Que j’aime son univers qui lorgne à chaque instant du côté de l’absurde, de l’étrange et du sublime.

Chaque plan se joue d’une perspective parfaitement maîtrisée et l’usage de ce fish-eye vient nous dire à quel point les personnages qu’ils filment sont ridicules et petits.

Pour la toute première fois, Yorgos empoigne l’humour pour appuyer son propos et illustre de façon frontale le pathétique de cette cour qui se toise, s’affronte, se confronte, se jalouse… Et le résultat est jouissif !

Le film vaut pour l’ambiance trouble et unique qu’il dépeint et pour ce trio d’actrices qui m’a quasiment subjuguée. Olivia Colman, sous les atours de la Reine Anne, est divine en monarque paumée et affaiblie tour à tour combative quoique soumise et femme enfant qui n’attend qu’un peu d’amour.
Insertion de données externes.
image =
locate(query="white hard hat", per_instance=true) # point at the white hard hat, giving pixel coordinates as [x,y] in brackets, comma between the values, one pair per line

Face à elle, sa conseillère et sa femme de compagnie qui se vouent une guerre sans merci pour savoir qui des deux aura les faveurs de la reine et plus encore, qui des deux pourra offrir ses faveurs à la reine.

Car cette Favorite derrière sa critique frontale du pouvoir est aussi une ode à l’amour… saphique, physique.

Le tout ne se prend jamais au sérieux et une fois de plus, se joue de ces jeux de pouvoirs tournés au ridicule. Les acteurs sont tous superbes et l’atmosphère générale faite de coups bas et de manipulation est dérangeante quoique jubilatoire !

Un autre regard sur les grands de ce monde. Si petits.